Location
- 135 Joerschke Drive Grass Valley, United States, California 95945
- Coordinates: 39°13′58″N 121°02′31″W﻿ / ﻿39.232860°N 121.041983°W

Information
- Type: Public 4-year
- Founded: 1998
- School board: Bitney College Prep. Charter Council
- Director: Jonathan Molnar
- Grades: 9-12
- Colours: Red, silver, and black
- Mascot: Bulldogs
- Website: http://www.bitneyprep.net/

= Bitney College Preparatory High School =

Bitney Prep High School (formerly Bitney College Preparatory High School) is a high school located in Nevada County, California, United States.

==History==
Founded in 1998 by the Bitney Springs Charter Council, this tuition-free charter school falls under the jurisdiction of the Nevada County Superintendent of Schools.

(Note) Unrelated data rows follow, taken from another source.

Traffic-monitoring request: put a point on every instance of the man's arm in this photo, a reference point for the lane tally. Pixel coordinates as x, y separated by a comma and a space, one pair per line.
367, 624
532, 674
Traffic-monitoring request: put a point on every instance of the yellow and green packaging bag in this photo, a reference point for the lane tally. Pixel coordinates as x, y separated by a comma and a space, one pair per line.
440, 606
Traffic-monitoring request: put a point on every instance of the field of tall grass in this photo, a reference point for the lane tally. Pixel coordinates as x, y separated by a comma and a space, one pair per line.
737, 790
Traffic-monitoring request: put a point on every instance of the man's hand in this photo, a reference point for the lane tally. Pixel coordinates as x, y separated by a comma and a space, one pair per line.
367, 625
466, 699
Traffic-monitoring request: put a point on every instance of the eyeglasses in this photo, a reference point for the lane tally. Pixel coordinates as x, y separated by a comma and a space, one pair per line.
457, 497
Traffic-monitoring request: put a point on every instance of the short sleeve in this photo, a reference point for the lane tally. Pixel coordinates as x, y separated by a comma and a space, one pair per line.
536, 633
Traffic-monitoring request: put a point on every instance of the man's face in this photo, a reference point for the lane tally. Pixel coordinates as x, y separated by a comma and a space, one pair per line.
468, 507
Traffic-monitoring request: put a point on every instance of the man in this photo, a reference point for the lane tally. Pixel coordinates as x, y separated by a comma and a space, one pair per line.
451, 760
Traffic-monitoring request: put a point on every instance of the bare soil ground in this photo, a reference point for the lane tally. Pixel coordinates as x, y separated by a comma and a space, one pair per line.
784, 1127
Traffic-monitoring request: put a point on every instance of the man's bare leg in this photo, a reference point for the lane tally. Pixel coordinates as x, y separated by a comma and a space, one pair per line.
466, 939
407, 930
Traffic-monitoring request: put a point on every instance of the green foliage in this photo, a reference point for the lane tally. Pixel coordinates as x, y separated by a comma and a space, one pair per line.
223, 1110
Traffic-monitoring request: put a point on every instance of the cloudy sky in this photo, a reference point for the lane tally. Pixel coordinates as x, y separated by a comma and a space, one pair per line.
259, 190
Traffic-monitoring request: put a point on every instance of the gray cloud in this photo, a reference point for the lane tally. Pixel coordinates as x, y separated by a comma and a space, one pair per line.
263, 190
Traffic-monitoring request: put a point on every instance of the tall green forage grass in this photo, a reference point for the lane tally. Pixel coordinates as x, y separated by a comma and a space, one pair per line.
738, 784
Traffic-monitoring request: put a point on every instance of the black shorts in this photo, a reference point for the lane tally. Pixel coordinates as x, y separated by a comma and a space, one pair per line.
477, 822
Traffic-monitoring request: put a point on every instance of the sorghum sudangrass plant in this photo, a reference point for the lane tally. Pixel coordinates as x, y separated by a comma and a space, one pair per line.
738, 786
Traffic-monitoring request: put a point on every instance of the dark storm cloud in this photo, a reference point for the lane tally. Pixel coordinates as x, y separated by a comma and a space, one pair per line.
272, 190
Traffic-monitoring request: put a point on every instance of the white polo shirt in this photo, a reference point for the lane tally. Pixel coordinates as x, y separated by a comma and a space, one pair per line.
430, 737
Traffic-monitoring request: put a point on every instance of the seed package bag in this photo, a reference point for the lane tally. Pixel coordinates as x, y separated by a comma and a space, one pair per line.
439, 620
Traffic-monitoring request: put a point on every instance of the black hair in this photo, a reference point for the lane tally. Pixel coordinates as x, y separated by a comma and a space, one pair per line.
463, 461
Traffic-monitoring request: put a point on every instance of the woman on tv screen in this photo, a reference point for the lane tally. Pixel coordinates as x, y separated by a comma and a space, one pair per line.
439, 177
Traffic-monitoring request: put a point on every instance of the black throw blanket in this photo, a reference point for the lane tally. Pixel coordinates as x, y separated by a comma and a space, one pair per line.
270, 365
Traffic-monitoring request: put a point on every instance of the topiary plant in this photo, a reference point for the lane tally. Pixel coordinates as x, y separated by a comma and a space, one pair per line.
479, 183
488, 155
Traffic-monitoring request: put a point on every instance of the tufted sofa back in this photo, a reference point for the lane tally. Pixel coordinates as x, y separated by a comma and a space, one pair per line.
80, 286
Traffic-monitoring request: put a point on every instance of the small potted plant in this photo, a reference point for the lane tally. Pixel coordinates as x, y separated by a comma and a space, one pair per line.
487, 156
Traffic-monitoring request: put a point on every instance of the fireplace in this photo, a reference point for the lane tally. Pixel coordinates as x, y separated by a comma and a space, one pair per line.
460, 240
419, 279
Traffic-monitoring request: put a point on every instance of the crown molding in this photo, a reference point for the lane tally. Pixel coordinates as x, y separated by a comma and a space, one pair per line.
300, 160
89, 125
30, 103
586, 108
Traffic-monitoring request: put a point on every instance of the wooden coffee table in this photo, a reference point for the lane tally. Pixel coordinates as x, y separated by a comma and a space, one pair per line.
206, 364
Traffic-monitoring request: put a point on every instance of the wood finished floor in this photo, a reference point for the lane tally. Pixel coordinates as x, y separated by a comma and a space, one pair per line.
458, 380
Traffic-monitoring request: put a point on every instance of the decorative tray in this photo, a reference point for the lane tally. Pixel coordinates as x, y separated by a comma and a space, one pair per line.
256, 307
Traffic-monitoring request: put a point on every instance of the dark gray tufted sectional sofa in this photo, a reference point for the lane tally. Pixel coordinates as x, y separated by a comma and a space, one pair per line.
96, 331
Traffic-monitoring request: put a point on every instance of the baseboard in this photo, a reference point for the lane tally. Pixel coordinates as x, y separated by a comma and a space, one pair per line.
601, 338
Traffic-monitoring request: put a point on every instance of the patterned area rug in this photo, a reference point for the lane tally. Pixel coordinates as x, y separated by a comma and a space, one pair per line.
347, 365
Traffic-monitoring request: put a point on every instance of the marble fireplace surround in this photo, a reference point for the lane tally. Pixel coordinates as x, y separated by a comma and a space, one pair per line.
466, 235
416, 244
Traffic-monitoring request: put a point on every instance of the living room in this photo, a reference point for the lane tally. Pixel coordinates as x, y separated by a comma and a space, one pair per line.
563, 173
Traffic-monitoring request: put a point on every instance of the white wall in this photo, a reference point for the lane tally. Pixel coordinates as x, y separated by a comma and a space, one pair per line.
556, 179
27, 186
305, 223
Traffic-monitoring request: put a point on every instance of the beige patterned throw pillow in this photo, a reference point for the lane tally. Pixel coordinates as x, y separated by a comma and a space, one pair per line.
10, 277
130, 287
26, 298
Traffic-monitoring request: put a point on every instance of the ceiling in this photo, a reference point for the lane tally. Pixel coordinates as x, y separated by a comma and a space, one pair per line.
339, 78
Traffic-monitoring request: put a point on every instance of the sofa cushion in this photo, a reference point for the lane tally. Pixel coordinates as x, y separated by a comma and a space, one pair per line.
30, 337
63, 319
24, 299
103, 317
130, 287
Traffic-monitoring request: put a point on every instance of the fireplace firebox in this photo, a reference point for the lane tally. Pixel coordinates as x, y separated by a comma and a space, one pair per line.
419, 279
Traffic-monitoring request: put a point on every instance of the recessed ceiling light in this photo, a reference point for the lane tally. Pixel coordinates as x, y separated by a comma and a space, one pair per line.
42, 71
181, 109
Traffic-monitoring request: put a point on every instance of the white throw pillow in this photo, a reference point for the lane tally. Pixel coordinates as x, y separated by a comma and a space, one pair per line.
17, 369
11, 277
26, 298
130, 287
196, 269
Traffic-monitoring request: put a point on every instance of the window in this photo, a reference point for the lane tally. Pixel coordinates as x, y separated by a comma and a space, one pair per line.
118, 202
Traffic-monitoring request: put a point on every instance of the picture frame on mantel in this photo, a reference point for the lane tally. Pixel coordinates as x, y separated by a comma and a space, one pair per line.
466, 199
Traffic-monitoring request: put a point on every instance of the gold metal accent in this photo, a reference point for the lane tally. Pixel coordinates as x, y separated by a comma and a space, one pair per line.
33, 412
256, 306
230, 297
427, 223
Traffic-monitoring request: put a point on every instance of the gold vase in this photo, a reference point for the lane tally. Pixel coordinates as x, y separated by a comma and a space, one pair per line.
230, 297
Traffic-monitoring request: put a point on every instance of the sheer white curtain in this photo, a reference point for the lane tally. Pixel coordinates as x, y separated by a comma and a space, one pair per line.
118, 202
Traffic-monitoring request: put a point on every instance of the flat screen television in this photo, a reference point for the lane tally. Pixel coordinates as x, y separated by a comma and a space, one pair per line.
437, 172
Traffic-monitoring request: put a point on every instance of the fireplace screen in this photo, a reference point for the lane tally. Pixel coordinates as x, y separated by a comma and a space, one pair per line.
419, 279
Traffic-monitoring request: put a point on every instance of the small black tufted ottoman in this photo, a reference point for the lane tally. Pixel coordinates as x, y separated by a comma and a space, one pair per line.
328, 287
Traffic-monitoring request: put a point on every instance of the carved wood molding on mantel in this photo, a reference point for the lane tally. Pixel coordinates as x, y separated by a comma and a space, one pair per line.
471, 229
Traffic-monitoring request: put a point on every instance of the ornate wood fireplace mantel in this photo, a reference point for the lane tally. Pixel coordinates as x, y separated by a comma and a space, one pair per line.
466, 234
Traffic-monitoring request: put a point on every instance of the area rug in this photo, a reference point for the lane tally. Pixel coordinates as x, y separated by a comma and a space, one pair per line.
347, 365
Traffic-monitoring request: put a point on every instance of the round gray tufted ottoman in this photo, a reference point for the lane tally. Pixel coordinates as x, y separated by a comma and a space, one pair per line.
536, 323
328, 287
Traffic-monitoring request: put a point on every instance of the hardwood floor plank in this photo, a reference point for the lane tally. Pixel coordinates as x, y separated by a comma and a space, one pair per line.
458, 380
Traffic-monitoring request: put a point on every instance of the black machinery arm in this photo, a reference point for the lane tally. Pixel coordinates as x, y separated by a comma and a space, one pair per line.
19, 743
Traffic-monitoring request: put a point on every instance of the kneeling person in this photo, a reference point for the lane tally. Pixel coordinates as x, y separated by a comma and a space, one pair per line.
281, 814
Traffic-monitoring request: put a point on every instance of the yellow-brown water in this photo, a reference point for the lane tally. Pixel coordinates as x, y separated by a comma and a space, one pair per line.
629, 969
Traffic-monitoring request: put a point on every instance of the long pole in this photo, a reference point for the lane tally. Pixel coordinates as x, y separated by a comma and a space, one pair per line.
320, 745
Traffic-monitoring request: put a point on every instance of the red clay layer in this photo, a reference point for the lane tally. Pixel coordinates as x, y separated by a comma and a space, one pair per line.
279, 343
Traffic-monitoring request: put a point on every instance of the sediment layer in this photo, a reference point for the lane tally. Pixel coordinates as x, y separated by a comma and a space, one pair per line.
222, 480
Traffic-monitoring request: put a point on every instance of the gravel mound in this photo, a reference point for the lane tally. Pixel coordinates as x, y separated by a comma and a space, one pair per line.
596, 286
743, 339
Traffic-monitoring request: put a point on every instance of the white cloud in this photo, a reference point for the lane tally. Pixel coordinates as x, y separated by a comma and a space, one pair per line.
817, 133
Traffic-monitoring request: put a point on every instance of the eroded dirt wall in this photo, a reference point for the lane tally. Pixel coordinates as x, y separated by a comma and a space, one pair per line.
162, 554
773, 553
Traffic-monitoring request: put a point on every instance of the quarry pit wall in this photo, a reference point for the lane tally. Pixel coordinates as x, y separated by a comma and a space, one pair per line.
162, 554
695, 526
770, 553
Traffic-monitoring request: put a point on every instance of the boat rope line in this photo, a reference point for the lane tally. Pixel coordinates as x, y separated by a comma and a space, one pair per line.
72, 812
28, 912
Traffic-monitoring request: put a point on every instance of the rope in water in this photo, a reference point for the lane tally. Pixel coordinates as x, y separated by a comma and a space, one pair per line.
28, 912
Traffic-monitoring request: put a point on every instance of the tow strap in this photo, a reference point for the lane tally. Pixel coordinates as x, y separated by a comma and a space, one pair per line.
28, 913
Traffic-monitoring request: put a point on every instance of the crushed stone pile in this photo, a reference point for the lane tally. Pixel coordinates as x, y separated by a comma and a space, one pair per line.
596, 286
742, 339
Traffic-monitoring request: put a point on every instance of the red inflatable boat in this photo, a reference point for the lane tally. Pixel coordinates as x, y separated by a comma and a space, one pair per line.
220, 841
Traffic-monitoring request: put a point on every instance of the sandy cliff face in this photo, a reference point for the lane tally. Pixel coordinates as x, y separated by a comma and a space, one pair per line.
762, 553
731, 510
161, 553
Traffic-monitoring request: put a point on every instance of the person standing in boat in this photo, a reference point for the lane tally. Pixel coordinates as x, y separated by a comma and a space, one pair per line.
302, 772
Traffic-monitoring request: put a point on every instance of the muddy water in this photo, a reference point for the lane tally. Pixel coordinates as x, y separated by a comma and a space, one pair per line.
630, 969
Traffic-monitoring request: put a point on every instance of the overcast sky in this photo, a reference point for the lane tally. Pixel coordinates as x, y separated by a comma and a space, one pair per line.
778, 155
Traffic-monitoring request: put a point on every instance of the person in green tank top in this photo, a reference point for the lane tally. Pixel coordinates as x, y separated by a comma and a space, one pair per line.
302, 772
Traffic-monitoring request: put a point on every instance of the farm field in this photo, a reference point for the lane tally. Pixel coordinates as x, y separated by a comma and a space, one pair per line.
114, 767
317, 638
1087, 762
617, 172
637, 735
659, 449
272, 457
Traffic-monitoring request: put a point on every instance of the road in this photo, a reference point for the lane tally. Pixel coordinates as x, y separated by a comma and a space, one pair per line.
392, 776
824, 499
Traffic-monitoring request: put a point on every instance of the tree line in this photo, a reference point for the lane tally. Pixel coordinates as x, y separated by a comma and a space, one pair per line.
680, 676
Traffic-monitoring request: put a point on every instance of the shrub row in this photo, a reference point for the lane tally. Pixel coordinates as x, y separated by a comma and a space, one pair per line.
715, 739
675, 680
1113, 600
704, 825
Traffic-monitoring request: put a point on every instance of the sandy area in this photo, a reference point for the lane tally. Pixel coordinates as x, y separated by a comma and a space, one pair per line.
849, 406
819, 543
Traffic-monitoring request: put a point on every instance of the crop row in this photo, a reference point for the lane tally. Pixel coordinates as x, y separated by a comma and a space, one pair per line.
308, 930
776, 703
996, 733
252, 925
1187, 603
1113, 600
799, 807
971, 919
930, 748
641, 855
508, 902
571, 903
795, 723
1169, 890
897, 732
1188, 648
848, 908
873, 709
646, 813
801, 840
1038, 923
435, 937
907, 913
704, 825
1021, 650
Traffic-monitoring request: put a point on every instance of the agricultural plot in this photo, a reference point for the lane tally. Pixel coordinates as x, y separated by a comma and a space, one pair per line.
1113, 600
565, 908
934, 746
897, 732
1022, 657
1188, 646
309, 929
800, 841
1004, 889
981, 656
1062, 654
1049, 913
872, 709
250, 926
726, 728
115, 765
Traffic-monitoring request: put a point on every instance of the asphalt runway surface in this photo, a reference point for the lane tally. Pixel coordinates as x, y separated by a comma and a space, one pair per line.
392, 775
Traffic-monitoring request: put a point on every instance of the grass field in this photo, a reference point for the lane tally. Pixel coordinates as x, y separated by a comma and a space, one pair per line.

Bitney has moved several times. Below is a list of the sites Bitney has inhabited thus far.

- Bitney Springs Rd. 1999–2002
- Woolman Ln. 2002–2003
- 12338 McCourtney Road 2003–2007
- Ridge Rd. 2007–2009
- 135 Joerschke Dr. 2009–present

==Academics==

For the school years of 2000–2001, 2001–02, 2002–03, and 2003–04, Bitney's API scores were the highest in Nevada County.

==Extracurricular activities and events==

Athletics include Ultimate Frisbee.

Students are offered a variety of field trips:

- Wilderness Week
- Senior trip
- College tours

School dances are held at various times of the year, typically close to holidays.

- Halloween Dance (October)
- New Years Dance (January)
- Prom (May)

Since 2007, Bitney has hosted the annual Brain Buster Challenge, where teams from local schools have an opportunity to showcase their skills, knowledge, and spirit.